Not only do the occupiers learn what it’s like to be homeless, but they learn from the homeless how to cope with living rough in an urban landscape.  Arun Gupta writes in Salon that
 
…many occupiers are learning from homeless people, and argue they are a legitimate part of the movement. Zach from Occupy Cleveland says, “The homeless have been occupying the streets for decades more than us. They know how to last through the winter. They’ve been such a huge help with teaching us how to set up our tents, how to keep extra warm … They’ve been going on all our marches and are street-smart on how to be safe.”
 
So it might be that learning how to get along with and work with each other is part of what the Occupation movement is all about – learning to be the change we want to see in the world.
 
            We can see this from another angle by turning to Bruce A. Dixon writing in the Black Agenda Report.  He asks  “Occuptation Where? What’s in it for Black and Brown People”, and  says, “The answer is plenty, and we need to hurry up and claim it.”  According to Dixon, the “wave of occupation” has injected
 
a note of realityinto the nation’s political discourse. The plain truth is that Democrats don't rule. Republicans don't rule. Corporations reign. Plutocrats decide. Finance capital rules. Capitalism works for the one percent and against the other 99%, and is therefore fundamentally illegitimate. Discredited are the nonsense phrases about how “government has to live within its means,” and “the rich are the job-creators.” “We are the 99%” may not be deep analysis of political economy, but it's a promising start, an open door, an invitation to investigate and explain how inequality and injustice are not bugs in the system, but have always been its basic features. These were utterances which six months ago were deemed outside and beyond sensible political discourse. Now they are admitted as the plain truth by millions.…
 
The potential of the movement lies, not in a specific set of demands that might come out of it, but that it
 
provides a standing place to go for people wanting to take part in… something that challenges the established order. By [visibly] occupying space day after day in hundreds of cities and towns, occupiers are magnets for people to come, to connect and compare their lives and expectations with those of neighbors. This is exactly the sort of thing corporate marketing and the corporate domination of the cable and broadcast airwaves are calculated to prevent.
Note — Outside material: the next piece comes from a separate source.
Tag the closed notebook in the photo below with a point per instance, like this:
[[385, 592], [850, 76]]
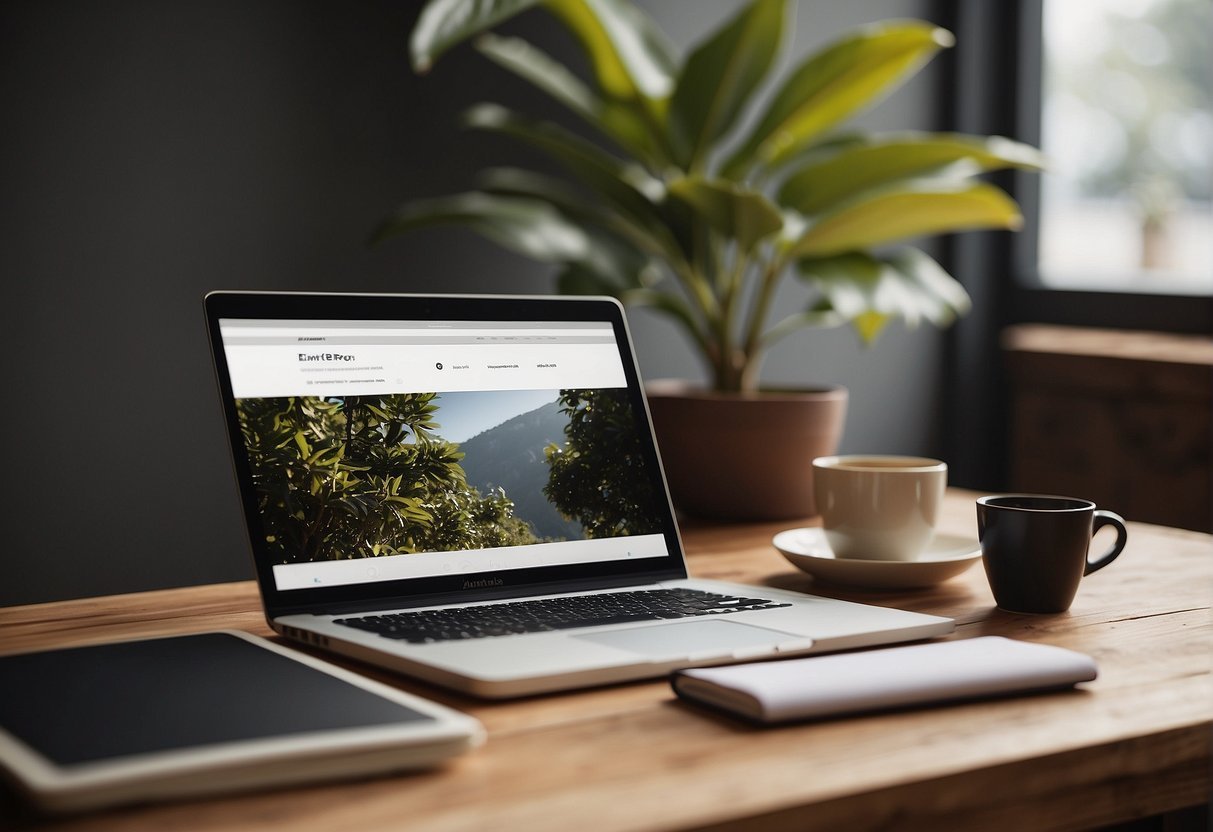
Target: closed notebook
[[881, 679]]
Corporate media are [like] the matrix in the movie by the same name, in that they provide a round the clock universe to immerse oneself into. Maintaining these occupations as sites where people can unplug themselves and connect with whatever real-time and [face-to-face] political activity and movement exists near them is a vital public service.
So what's in it for us, and how do we claim it?
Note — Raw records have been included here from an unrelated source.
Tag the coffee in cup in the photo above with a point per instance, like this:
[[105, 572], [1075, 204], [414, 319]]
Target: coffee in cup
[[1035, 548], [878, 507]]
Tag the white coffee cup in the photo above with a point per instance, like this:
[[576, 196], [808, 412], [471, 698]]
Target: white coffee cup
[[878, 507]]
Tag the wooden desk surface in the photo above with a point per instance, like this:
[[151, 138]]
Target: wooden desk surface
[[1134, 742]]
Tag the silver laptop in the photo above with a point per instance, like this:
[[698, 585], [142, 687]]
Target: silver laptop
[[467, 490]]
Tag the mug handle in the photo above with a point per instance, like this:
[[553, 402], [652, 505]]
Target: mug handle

The occupation, both as tactic and as movement, has opened a door that we need to stick our foot in before it closes. As Glen Ford said, black and brown people have to step up and claim our place in the 99%. …
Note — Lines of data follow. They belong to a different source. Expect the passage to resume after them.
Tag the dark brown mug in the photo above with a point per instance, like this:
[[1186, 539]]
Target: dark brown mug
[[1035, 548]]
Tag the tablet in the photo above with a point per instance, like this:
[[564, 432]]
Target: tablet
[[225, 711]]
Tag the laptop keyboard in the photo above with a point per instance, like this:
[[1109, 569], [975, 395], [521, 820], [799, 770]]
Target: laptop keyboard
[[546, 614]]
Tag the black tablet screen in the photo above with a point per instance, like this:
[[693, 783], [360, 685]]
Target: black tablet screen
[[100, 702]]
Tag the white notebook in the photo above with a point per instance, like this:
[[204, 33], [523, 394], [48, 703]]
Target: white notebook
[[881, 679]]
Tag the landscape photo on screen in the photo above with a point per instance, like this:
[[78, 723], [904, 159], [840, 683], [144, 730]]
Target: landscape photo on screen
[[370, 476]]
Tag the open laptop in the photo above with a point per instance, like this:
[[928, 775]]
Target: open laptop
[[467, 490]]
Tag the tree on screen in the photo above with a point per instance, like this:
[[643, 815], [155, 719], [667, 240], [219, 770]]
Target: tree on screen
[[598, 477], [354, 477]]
If occupying public spaces with human bodies is a tactic that works for white hipsters in the middle of town, why can't it work elsewhere, with them AND with us? Why can't it work with the abandoned and foreclosed properties in our neighborhoods? Why can't it work with our public transit system? These are the questions that black activists in Atlanta and elsewhere are asking.
 
            Maybe these occupations create a liberated space where all the subordinated peoples of this system can live and work and think together outside the boxes of ideological illusions secreted and constructed in and for the pursuit of  money.  Within this space, people might learn to enact a new politics enabling us to exert a power commensurate with our numbers.  The political problem that has plagued the Left for generations is how to educate the masses to understand the terms of their oppression.  Perhaps this education will not come from books and pamphlets or a vanguard of organizers, but from the people occupying physical spaces in cities in which through their practical activity of living and working together, they can create themselves as the 99% conscious of itself as the power that can govern the world, out weighing the fictive power of the 1% that has bamboozled  most of us since the dawn of recorded history.